- Soham Location within New Mexico
- Coordinates: 35°25′00″N 105°30′22″W﻿ / ﻿35.41667°N 105.50611°W
- Country: United States
- State: New Mexico
- County: San Miguel

Area
- • Total: 1.55 sq mi (4.01 km^{2})
- • Land: 1.55 sq mi (4.01 km^{2})
- • Water: 0 sq mi (0.00 km^{2})
- Elevation: 6,132 ft (1,869 m)

Population (2020)
- • Total: 147
- • Density: 95.0/sq mi (36.69/km^{2})
- Time zone: UTC-7 (Mountain (MST))
- • Summer (DST): UTC-6 (MDT)
- Area code: 505
- GNIS feature ID: 2584219

= Soham, New Mexico =

Soham is an unincorporated community and census-designated place in San Miguel County, New Mexico, United States.
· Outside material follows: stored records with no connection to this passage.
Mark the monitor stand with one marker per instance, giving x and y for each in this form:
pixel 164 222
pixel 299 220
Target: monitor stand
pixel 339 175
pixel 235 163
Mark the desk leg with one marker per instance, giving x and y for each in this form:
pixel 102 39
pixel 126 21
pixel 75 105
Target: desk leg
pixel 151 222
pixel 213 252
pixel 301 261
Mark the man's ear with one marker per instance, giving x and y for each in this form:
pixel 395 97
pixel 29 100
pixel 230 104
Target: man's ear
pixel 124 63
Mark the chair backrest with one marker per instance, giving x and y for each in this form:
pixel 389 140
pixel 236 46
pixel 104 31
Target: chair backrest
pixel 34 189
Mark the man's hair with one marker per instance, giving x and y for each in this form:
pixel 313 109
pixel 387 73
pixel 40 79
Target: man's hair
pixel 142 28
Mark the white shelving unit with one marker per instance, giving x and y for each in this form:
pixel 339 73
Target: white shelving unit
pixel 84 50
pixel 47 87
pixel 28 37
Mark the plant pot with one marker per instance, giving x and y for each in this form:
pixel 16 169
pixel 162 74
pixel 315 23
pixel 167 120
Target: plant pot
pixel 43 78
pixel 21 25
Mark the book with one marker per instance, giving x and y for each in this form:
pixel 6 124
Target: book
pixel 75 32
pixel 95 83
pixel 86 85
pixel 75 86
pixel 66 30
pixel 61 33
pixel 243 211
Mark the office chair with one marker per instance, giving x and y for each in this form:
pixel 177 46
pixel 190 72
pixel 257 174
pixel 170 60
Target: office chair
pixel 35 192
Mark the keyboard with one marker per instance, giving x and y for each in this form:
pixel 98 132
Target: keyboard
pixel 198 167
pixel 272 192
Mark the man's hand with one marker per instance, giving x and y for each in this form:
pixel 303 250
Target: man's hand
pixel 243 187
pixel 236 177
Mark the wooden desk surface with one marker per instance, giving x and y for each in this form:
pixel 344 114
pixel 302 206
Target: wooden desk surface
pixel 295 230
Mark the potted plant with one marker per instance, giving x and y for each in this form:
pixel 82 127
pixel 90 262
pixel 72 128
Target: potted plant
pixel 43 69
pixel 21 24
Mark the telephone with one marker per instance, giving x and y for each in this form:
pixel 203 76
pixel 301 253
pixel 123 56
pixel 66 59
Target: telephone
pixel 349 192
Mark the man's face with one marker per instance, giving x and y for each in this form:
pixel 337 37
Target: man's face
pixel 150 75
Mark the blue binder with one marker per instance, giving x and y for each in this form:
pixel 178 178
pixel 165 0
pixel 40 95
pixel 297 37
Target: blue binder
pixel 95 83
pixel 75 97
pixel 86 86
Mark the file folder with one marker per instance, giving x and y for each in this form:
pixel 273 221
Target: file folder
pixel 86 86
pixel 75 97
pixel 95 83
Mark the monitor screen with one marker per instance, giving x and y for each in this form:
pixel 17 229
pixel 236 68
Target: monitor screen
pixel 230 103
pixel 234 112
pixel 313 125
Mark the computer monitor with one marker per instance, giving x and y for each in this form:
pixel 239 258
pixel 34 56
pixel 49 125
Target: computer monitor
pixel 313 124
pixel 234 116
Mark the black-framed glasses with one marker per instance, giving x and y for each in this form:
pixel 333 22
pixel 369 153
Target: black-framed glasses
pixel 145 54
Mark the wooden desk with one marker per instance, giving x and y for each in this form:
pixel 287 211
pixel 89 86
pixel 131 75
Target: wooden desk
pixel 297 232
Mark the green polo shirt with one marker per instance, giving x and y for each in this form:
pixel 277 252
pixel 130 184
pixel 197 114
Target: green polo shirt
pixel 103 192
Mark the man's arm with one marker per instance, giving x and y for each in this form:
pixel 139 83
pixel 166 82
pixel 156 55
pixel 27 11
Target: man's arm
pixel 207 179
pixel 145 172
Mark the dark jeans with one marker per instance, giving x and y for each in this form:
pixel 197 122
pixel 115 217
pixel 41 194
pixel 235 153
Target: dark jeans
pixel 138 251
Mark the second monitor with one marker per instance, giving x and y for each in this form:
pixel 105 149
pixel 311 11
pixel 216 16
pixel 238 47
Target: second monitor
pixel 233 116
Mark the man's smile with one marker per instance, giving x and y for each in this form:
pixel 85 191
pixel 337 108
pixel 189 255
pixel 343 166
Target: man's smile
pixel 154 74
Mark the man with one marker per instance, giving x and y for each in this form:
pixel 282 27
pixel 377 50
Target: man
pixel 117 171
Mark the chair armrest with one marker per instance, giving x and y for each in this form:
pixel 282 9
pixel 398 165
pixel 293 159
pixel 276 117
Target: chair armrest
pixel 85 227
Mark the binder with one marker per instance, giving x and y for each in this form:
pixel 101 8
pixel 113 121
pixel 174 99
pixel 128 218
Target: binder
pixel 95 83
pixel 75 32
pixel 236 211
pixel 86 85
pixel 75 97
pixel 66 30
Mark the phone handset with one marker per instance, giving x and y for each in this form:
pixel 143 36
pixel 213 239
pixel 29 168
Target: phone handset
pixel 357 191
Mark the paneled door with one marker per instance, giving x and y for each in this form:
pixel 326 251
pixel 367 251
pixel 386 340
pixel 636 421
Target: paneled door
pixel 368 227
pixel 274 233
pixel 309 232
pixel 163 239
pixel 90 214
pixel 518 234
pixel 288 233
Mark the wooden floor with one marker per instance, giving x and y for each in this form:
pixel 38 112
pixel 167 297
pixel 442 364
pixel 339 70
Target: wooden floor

As of the 2020 census, Soham had a population of 147. The community is located near Exit 319 on Interstate 25.

==Geography==

According to the U.S. Census Bureau, the community has an area of 1.547 mi2, all land.

==Demographics==

Historical population
| Census | Pop. | Note | %± |
| 2020 | 147 |  | — |
U.S. Decennial Census

==Education==
It is within Pecos Independent Schools.